En los años 40, Magritte se dirige hacia un lirismo inédito y molesto para muchos, incluso después de varios años: es significativa la definición de Robert Hughes a fines de los 70 de esa producción como “pesados mazacotes” de ardua digestión. Las telas “Renoir” –de 1943 y 1944, en plena guerra, y que por ende huyen, con su liviandad y colores brillantes, de lo sombrío del momento– se valen de pinceladas borrosas, tonos encendidos y una clara referencia al viejo pintor francés, no abandonando (pero sí diluyendo) el contenido “misterioso” típico de su estilo: el kitsch se filtra peligrosamente en lienzos como El primer día, en el que un violinista toca para una bailarina liliputiense que danza en su falda o El universo prohibido, con su sirena acomodada en un sofá. Más radical aun es la serie “Vache” (cuya influencia colorista parece ser la de Matisse), creada burlonamente adrede para su primera muestra personal parisina, en 1948: descuido total del trazo, irresolución, velocidad de ejecución (en vez del habitual detenimiento), una especie de condensación de todo lo que se puede considerar mala pintura, cuyo apogeo tal vez sea El mutilado, retrato de un barbudo de cuyo rostro brotan pipas como si fuesen excrecencias, frutos de alguna enfermedad rara. Fue rechazada unánimemente por crítica y público en su momento (tanto que el belga volvió de inmediato a su estilo habitual), pero probablemente “estudiada” en los 80 por los integrantes de la ola neoexpresionista en virtud de su “suciedad”.
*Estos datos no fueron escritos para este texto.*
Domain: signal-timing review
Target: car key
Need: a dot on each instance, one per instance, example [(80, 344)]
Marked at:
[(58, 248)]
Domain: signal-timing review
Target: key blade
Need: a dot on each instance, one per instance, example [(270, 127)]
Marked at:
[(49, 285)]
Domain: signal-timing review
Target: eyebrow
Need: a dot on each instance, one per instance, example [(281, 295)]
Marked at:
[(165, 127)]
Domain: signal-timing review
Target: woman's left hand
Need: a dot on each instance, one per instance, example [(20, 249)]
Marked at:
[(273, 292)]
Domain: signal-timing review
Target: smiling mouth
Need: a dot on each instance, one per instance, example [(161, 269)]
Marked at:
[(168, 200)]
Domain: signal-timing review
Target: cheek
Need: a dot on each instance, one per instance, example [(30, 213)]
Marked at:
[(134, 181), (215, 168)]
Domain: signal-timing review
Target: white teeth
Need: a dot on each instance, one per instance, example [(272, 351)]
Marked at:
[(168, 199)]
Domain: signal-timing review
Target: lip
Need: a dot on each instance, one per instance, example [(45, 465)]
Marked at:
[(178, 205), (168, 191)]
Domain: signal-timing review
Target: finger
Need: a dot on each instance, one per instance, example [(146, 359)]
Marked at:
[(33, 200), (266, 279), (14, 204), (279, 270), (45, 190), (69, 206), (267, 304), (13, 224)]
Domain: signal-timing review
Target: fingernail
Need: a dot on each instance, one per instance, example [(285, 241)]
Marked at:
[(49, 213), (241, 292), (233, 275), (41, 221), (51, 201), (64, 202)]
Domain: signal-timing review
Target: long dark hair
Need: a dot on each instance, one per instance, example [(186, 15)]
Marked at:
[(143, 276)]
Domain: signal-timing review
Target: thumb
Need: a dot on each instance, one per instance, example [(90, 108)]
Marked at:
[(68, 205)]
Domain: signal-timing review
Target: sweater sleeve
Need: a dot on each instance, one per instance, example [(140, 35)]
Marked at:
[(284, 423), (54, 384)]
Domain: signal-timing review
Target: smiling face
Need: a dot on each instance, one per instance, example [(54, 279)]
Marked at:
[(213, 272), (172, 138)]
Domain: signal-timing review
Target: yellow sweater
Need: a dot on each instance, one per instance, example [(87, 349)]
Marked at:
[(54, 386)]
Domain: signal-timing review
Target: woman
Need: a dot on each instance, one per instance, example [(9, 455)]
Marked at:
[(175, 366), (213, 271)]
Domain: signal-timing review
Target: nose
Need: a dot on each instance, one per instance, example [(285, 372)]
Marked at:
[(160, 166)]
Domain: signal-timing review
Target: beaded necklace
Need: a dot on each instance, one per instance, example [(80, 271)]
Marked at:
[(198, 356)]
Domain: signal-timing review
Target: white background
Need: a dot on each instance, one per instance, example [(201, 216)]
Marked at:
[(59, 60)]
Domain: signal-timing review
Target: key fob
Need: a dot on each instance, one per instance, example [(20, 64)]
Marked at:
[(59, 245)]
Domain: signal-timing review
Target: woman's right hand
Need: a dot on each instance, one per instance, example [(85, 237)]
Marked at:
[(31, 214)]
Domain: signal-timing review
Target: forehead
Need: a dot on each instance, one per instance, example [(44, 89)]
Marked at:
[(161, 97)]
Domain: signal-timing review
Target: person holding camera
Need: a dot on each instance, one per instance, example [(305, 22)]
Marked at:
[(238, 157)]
Se puede cuestionar si las imágenes de Magritte conservan, aunque sea parcialmente, el potencial de fascinación que tenían cuando aparecieron por primera vez, sobre todo a causa de la explotación de su imaginario en el campo publicitario, o el uso casi salvaje de reproducciones de sus cuadros en cada ámbito imaginable. Posiblemente no, pero su vaticinio de 1959 puede considerarse cumplido: “Mi pintura no es otra cosa que la descripción (que renunció a la originalidad y a la fantasía) de un pensamiento cuyos términos son figuras del mundo visible. Estas figuras se reúnen en un orden que no puede dejar indiferente a nadie”. En efecto, nadie quedó indiferente.